Kitware, NVIDIA, and ORNL Collaborate on Enabling Titan to be used as the World’s Largest Visualization Cluster
With SC15 underway, Kitware is pleased to announce its collaboration with NVIDIA and Oak Ridge National Laboratory (ORNL) to upgrade ParaView on ORNL’s Titan supercomputer.
The technical innovation underlying the renaming of Titan in 2012 was the introduction of general purpose graphics processing unit (GPGPU) co-processing hardware in the form of NVIDIA Tesla K20X accelerators on each node. Surprisingly, the GPU capability, which accounts for roughly 90 percent of the machine’s theoretical capacity, was at that time inaccessible to traditional graphics applications like ParaView due to peculiarities of the machine configuration. In fact, as recently as version 4.3, the ParaView installation there was a direct descendent of the version that ran on the machine in its initial XT3 “Jaguar” configuration. There, rendering was done in a statically linked cross-compiled version of MESA’s classic (non-threaded) back end.
The team is happy to announce that we have finally overcome all of the system-level stumbling blocks so that ParaView/Catalyst users now have access to the full graphics capacity of the machine. By providing updated drivers, delivering a version of X11 that runs on the compute nodes, and restructuring our build and job launch scripts, ParaView visualization and Catalyst in situ visualization jobs run significantly faster than was possible beforehand.

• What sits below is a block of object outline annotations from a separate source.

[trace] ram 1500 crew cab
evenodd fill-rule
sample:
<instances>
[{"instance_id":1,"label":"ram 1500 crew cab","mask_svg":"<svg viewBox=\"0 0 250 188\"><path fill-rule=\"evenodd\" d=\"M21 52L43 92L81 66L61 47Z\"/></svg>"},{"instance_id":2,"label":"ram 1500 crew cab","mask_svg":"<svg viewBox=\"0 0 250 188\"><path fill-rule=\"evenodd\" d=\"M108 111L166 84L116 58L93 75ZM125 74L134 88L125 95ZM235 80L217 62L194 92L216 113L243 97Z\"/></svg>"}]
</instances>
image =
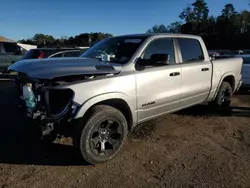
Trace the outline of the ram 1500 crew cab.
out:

To try it out from ParaView, simply File/Connect, click Fetch Servers, import TITAN@ORNL or windows to TITAN@ORNL, hit Connect, and enter your credentials in the popup login terminal window. For complete instructions, including how to use the installation in batch mode and for Catalyst enabled simulations, see:
https://www.olcf.ornl.gov/tutorials/running-paraview-on-titan
Furthermore, ParaView 5.0 brings a completely refactored and modernized OpenGL interface to ParaView. The revamped installation and modernized rendering code together increase rendering performance by a factor of more than 1000 for polygonal models, from barely .3 million triangles per second per processor (single threaded mesa classic) to approximately 450 million triangles per second per GPU (OpenGL”2”).